Literatura, Literature

Description

Texto publicado en The Revolution Evening Post, No. 3, 2008. pp. 70-71.

Creator

Orlando Luis Pardo Lazo

Source

The Revolution Evening Post, No. 3, 2008. pp. 70-71.

Publisher

The Revolution Evening Post

Date

2008

Contributor

Lizabel Mónica

Format

pdf

Language

Spanish, Español, SPA

Type

digital magazine, revista literaria, texto literario, literary text

Coverage

Cuba, literatura cubana, Cuban literature,

Text Item Type Metadata

Text

Se parece a Sean Penn en El asesinato

de Richard Nixon. Usa bigotico obsceno. Ríe
cobardemente. Y trasmite cierto aire de
erudición o solemnidad bajo un traje raído de
color gris rotoso.

Aunque no se llama Sean Penn, por
supuesto, ni Richard Nixon.

En julio de 2007, a ras del Vedado, La
Habana, Cuba, él simplemente ha perdido el
nombre (tampoco le hace falta encontrarlo). Él
es ahora el fin de una época y la coda de una
generación. Y con eso ya me es suficiente para
narrar. Insuficientemente narrar.

A él, sin embargo, le basta sólo con ser
puntual. Con entrar siempre de primero para
ocupar su puesto eterno en última fila. The last
in line. A estas alturas de la historia, lo menos
que él desea es un cambio de perspectiva. Lo
menos que él desea es que lo identifiquen con
él.
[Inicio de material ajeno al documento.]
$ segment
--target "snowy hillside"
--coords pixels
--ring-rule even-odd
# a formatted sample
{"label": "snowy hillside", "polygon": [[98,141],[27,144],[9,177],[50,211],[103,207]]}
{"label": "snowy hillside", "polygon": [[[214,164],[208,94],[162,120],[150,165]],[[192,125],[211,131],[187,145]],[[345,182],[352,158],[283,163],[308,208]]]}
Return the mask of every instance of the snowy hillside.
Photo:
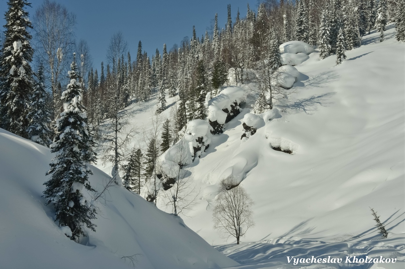
{"label": "snowy hillside", "polygon": [[[122,187],[109,189],[102,214],[82,244],[66,237],[41,197],[52,154],[0,129],[0,268],[218,268],[237,265],[186,227]],[[108,176],[90,178],[100,190]]]}

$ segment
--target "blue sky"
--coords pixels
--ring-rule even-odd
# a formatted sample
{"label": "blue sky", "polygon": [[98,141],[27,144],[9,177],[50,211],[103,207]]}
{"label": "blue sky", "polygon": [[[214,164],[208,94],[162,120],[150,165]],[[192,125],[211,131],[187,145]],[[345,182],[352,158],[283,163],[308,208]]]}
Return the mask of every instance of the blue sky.
{"label": "blue sky", "polygon": [[[0,1],[2,18],[6,11],[6,0]],[[28,11],[32,17],[43,0],[31,0],[32,7]],[[75,32],[77,40],[86,40],[90,47],[94,67],[100,69],[110,38],[121,31],[129,44],[132,59],[136,57],[138,43],[151,56],[157,48],[161,53],[163,43],[168,50],[175,43],[179,44],[186,36],[191,37],[195,25],[197,36],[213,25],[215,13],[218,13],[219,27],[226,21],[227,5],[231,4],[232,21],[238,7],[242,17],[246,16],[247,4],[255,11],[257,0],[57,0],[69,11],[76,15],[77,23]],[[211,26],[212,25],[212,26]]]}

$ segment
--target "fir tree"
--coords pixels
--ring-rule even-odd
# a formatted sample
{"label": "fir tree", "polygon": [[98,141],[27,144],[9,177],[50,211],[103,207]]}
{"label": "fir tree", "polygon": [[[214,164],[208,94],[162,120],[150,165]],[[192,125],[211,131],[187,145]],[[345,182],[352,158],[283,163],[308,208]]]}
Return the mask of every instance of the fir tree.
{"label": "fir tree", "polygon": [[160,149],[163,153],[170,147],[170,144],[172,140],[172,136],[170,134],[170,121],[168,119],[166,120],[166,121],[163,124],[162,128]]}
{"label": "fir tree", "polygon": [[297,15],[295,34],[297,40],[308,42],[308,16],[307,4],[304,0],[297,0]]}
{"label": "fir tree", "polygon": [[74,60],[70,65],[70,83],[62,93],[64,111],[56,121],[57,133],[51,145],[55,156],[47,174],[51,179],[44,184],[44,195],[47,204],[52,203],[56,211],[55,221],[59,226],[68,226],[71,240],[78,242],[81,235],[85,236],[83,225],[95,231],[91,220],[96,219],[96,209],[86,200],[82,192],[84,187],[94,191],[89,182],[92,174],[89,162],[96,161],[93,150],[94,143],[87,126],[84,107],[81,104],[82,90],[79,82],[77,67]]}
{"label": "fir tree", "polygon": [[381,237],[383,238],[386,238],[388,236],[388,232],[385,229],[385,227],[384,226],[384,223],[382,223],[381,221],[379,220],[379,216],[377,216],[377,212],[374,211],[373,208],[370,208],[371,210],[371,215],[373,216],[374,217],[374,220],[377,223],[377,224],[375,225],[377,227],[377,229],[378,230],[379,233],[381,235]]}
{"label": "fir tree", "polygon": [[36,74],[36,81],[28,107],[28,137],[38,144],[48,147],[52,143],[52,132],[49,128],[52,120],[50,109],[46,100],[48,94],[45,89],[43,66],[40,65]]}
{"label": "fir tree", "polygon": [[377,32],[380,32],[380,42],[384,41],[384,31],[385,31],[385,25],[387,24],[387,3],[385,0],[379,0],[375,27]]}
{"label": "fir tree", "polygon": [[328,23],[325,12],[322,13],[321,25],[319,30],[319,39],[318,41],[319,56],[324,59],[330,55],[332,48],[330,46],[330,27]]}
{"label": "fir tree", "polygon": [[141,181],[143,170],[143,154],[141,149],[134,149],[128,158],[128,164],[124,166],[124,174],[122,179],[124,186],[138,194],[141,193],[142,187]]}
{"label": "fir tree", "polygon": [[343,35],[343,30],[342,28],[340,28],[337,36],[337,42],[336,44],[337,65],[340,64],[346,59],[345,50],[346,50],[346,44],[345,42],[345,37]]}
{"label": "fir tree", "polygon": [[396,20],[396,38],[398,41],[405,41],[405,0],[399,0]]}
{"label": "fir tree", "polygon": [[228,80],[228,72],[225,64],[221,60],[217,61],[214,64],[214,70],[212,73],[212,87],[216,95],[218,88],[222,86]]}
{"label": "fir tree", "polygon": [[0,127],[26,138],[28,127],[27,104],[32,95],[33,72],[29,63],[34,50],[28,32],[26,0],[9,0],[5,14],[5,40],[0,59]]}
{"label": "fir tree", "polygon": [[156,145],[156,139],[151,139],[148,145],[144,161],[145,167],[144,174],[147,179],[147,180],[152,179],[156,173],[155,168],[158,158],[158,149]]}

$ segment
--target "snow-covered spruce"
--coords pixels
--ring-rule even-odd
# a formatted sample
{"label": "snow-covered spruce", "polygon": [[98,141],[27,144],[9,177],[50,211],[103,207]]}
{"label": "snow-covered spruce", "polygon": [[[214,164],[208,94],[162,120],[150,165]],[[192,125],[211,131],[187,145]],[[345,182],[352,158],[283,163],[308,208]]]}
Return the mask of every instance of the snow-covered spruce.
{"label": "snow-covered spruce", "polygon": [[49,128],[52,120],[50,108],[46,103],[48,94],[45,89],[45,78],[42,65],[38,69],[36,78],[31,101],[28,106],[27,117],[30,121],[27,132],[32,141],[48,147],[52,143],[53,132]]}
{"label": "snow-covered spruce", "polygon": [[224,124],[239,114],[245,92],[235,86],[228,87],[208,103],[208,120],[213,134],[222,133]]}
{"label": "snow-covered spruce", "polygon": [[24,8],[30,5],[26,0],[9,0],[7,5],[5,40],[0,53],[0,127],[29,138],[27,104],[34,84],[29,64],[34,50],[28,30],[32,27]]}
{"label": "snow-covered spruce", "polygon": [[81,235],[86,236],[83,225],[95,231],[91,220],[96,219],[96,209],[83,190],[84,187],[94,191],[87,179],[89,174],[92,174],[89,163],[95,162],[96,154],[81,104],[81,84],[78,81],[75,56],[68,72],[70,83],[62,93],[64,111],[56,121],[56,135],[51,145],[55,157],[47,174],[51,177],[44,183],[46,186],[44,195],[47,204],[51,203],[55,207],[55,221],[60,227],[68,227],[72,235],[67,236],[78,242]]}
{"label": "snow-covered spruce", "polygon": [[241,139],[243,137],[249,138],[250,136],[256,133],[256,131],[260,126],[260,122],[262,121],[263,119],[258,115],[252,113],[245,114],[242,120],[243,133],[241,136]]}
{"label": "snow-covered spruce", "polygon": [[[209,124],[202,120],[188,122],[184,136],[158,158],[160,172],[157,177],[160,183],[158,187],[164,190],[171,188],[181,174],[180,170],[201,156],[211,142],[212,130]],[[147,196],[153,193],[146,194]]]}

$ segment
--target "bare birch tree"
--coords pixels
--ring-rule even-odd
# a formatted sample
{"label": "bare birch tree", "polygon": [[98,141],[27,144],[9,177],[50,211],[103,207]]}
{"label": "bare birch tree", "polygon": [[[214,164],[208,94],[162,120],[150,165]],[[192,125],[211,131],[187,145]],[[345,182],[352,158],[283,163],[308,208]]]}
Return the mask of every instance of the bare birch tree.
{"label": "bare birch tree", "polygon": [[221,181],[213,220],[215,229],[222,231],[225,238],[233,236],[239,244],[240,237],[254,225],[251,208],[254,202],[238,184],[233,176]]}

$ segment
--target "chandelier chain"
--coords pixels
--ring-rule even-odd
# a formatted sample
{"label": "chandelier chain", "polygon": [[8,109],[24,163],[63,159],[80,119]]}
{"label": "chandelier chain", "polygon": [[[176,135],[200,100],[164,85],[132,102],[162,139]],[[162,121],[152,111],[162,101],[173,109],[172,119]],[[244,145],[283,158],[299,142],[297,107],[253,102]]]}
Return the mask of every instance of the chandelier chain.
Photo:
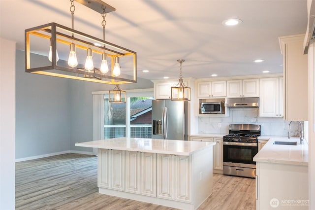
{"label": "chandelier chain", "polygon": [[179,59],[177,60],[177,62],[180,63],[181,64],[181,69],[180,69],[180,78],[182,79],[182,77],[183,77],[182,76],[182,63],[185,62],[185,60],[184,59]]}
{"label": "chandelier chain", "polygon": [[[72,27],[72,29],[74,29],[74,10],[75,10],[75,6],[73,4],[73,1],[74,0],[70,0],[71,2],[71,6],[70,6],[70,11],[71,12],[71,26]],[[72,34],[72,36],[74,36],[73,34]]]}
{"label": "chandelier chain", "polygon": [[[105,7],[105,8],[103,8],[103,12],[102,13],[102,18],[103,18],[103,20],[102,21],[102,26],[103,26],[103,40],[104,40],[104,41],[105,41],[105,27],[106,25],[106,21],[105,20],[105,18],[107,15],[107,13],[106,13],[106,11],[105,11],[106,8],[106,6]],[[104,43],[104,48],[105,48],[105,47],[106,46]]]}

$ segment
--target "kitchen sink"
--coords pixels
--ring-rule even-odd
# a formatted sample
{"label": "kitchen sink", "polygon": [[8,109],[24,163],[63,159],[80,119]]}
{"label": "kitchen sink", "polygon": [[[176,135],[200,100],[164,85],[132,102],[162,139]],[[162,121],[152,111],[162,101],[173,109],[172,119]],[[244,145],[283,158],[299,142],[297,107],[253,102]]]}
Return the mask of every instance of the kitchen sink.
{"label": "kitchen sink", "polygon": [[297,146],[297,142],[296,142],[296,141],[275,141],[273,144],[293,145]]}

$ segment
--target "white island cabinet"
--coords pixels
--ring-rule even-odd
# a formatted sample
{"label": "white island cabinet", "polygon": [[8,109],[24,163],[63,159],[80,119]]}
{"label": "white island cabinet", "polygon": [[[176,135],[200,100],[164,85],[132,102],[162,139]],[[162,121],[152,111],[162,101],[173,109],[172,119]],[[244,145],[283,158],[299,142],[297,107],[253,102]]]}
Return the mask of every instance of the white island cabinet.
{"label": "white island cabinet", "polygon": [[119,138],[75,145],[98,149],[100,193],[195,210],[212,193],[215,144]]}
{"label": "white island cabinet", "polygon": [[[299,138],[259,138],[270,140],[253,158],[256,209],[308,210],[308,145],[300,144]],[[274,144],[275,141],[298,145]]]}

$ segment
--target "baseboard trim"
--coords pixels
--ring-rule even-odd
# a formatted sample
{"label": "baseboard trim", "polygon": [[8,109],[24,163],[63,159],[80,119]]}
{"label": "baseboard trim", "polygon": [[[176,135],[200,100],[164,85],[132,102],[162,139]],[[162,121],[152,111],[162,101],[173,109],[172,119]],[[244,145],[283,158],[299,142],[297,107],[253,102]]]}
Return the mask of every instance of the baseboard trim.
{"label": "baseboard trim", "polygon": [[61,152],[54,152],[53,153],[44,154],[40,155],[35,155],[34,156],[27,157],[22,158],[18,158],[15,159],[15,162],[26,161],[27,160],[34,160],[35,159],[42,158],[50,156],[54,156],[55,155],[63,155],[66,153],[77,153],[82,154],[84,155],[93,155],[93,152],[86,152],[85,151],[77,151],[77,150],[66,150],[62,151]]}
{"label": "baseboard trim", "polygon": [[85,151],[78,151],[78,150],[70,150],[70,152],[71,153],[82,154],[83,155],[93,155],[93,152],[87,152]]}

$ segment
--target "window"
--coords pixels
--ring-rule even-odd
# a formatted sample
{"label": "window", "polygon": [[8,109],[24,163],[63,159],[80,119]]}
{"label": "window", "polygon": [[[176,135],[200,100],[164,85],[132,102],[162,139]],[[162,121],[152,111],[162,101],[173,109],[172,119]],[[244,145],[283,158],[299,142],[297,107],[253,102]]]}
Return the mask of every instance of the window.
{"label": "window", "polygon": [[104,94],[104,139],[151,138],[153,93],[127,93],[126,103],[110,103]]}

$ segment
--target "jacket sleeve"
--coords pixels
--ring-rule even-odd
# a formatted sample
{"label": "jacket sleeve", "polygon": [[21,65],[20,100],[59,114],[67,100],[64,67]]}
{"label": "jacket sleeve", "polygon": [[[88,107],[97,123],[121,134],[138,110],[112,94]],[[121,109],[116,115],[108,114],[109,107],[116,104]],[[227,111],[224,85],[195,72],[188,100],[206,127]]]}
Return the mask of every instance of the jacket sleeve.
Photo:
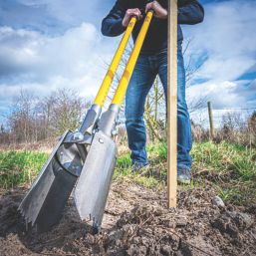
{"label": "jacket sleeve", "polygon": [[126,11],[127,7],[125,0],[118,0],[111,12],[102,22],[102,33],[104,36],[116,37],[126,30],[122,25]]}
{"label": "jacket sleeve", "polygon": [[178,23],[193,25],[203,21],[204,10],[196,0],[178,1]]}

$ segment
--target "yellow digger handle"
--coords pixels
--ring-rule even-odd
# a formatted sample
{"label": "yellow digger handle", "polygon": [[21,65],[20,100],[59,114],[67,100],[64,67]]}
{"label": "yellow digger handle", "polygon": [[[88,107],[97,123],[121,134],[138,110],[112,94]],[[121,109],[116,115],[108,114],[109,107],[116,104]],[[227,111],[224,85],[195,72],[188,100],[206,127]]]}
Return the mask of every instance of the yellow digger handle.
{"label": "yellow digger handle", "polygon": [[112,64],[111,64],[111,66],[110,66],[110,68],[109,68],[109,70],[108,70],[108,72],[105,76],[105,79],[102,83],[102,86],[101,86],[101,88],[98,92],[98,95],[97,95],[97,97],[95,99],[95,102],[94,102],[95,105],[99,105],[99,106],[103,107],[103,105],[106,101],[106,98],[108,96],[108,93],[110,91],[114,76],[117,72],[117,69],[118,69],[119,64],[121,62],[121,59],[122,59],[122,56],[123,56],[124,51],[127,47],[127,44],[128,42],[129,36],[130,36],[130,34],[133,30],[133,27],[134,27],[135,23],[136,23],[136,18],[132,17],[130,19],[129,23],[128,23],[128,26],[126,30],[126,33],[123,36],[123,39],[120,43],[120,46],[117,50],[117,53],[113,58]]}
{"label": "yellow digger handle", "polygon": [[129,79],[130,79],[131,74],[134,70],[137,57],[138,57],[139,52],[141,50],[146,32],[148,30],[150,21],[152,19],[152,15],[153,15],[153,11],[151,11],[151,10],[148,11],[147,14],[146,14],[145,20],[144,20],[143,25],[140,29],[140,32],[137,36],[137,39],[136,39],[134,48],[132,50],[132,53],[131,53],[131,55],[130,55],[130,57],[128,61],[127,68],[126,68],[126,70],[125,70],[125,72],[122,76],[119,87],[118,87],[118,89],[116,91],[116,94],[113,98],[112,104],[114,104],[114,105],[118,105],[120,107],[122,106],[123,100],[126,96],[126,92],[127,92],[128,86]]}

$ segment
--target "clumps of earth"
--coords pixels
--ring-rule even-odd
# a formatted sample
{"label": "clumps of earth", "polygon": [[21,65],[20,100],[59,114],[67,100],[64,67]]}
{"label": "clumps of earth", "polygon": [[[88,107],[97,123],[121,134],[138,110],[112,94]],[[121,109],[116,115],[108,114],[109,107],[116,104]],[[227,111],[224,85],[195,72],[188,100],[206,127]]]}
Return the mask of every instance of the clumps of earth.
{"label": "clumps of earth", "polygon": [[[180,189],[166,208],[163,190],[114,183],[97,235],[71,198],[52,231],[26,232],[17,208],[25,188],[0,197],[0,255],[256,255],[256,205],[224,204],[212,188]],[[51,209],[49,209],[51,214]]]}

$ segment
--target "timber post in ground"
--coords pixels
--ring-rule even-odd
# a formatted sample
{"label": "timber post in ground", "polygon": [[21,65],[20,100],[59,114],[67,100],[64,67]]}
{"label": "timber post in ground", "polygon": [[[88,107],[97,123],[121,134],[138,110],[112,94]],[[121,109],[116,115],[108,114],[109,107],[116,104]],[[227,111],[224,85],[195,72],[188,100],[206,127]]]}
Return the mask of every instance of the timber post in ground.
{"label": "timber post in ground", "polygon": [[168,0],[167,206],[177,193],[177,0]]}

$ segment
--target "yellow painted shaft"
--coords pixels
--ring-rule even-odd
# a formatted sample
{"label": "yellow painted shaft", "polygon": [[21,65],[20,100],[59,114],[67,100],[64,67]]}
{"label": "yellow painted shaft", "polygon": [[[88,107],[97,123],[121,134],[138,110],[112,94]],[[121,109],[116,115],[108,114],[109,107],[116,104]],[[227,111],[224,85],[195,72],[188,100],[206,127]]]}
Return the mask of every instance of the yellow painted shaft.
{"label": "yellow painted shaft", "polygon": [[126,67],[126,70],[122,76],[122,79],[120,81],[119,87],[116,91],[116,94],[113,98],[112,104],[122,106],[123,100],[126,96],[127,89],[128,86],[129,79],[131,77],[131,74],[134,70],[137,57],[139,55],[139,52],[141,50],[142,44],[144,42],[144,38],[147,32],[147,29],[149,27],[150,21],[152,19],[152,11],[148,11],[144,20],[144,23],[140,29],[140,32],[137,36],[136,42],[134,44],[132,53],[128,61],[128,65]]}
{"label": "yellow painted shaft", "polygon": [[128,23],[128,26],[126,30],[126,33],[123,36],[123,39],[122,39],[122,41],[120,43],[120,46],[119,46],[119,49],[117,50],[117,53],[113,58],[112,64],[111,64],[111,66],[110,66],[110,68],[109,68],[109,70],[108,70],[108,72],[105,76],[105,79],[102,83],[102,86],[101,86],[99,92],[98,92],[98,95],[95,99],[94,104],[103,107],[103,105],[106,101],[106,98],[108,96],[108,93],[110,91],[114,76],[117,72],[117,69],[118,69],[119,64],[121,62],[121,59],[122,59],[122,56],[123,56],[124,51],[125,51],[125,49],[128,45],[129,36],[130,36],[130,34],[133,30],[133,27],[134,27],[135,23],[136,23],[136,18],[132,17],[130,19],[129,23]]}

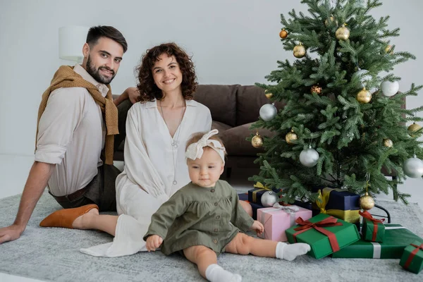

Un cinéfilo desconocido ha de ser un
virtuoso de la invisibilidad: sólo así es posible
sacarse la pinga en público y entonces tirar en
paz.

Pero en este punto quien entra en la
escena soy yo. Porque yo también asisto a
diario al cine Charles Chaplin de 23. Porque
estoy allí para relatarlo, tal vez delatarlo: a él y a
todo su gremiecito o exhibicionista complot.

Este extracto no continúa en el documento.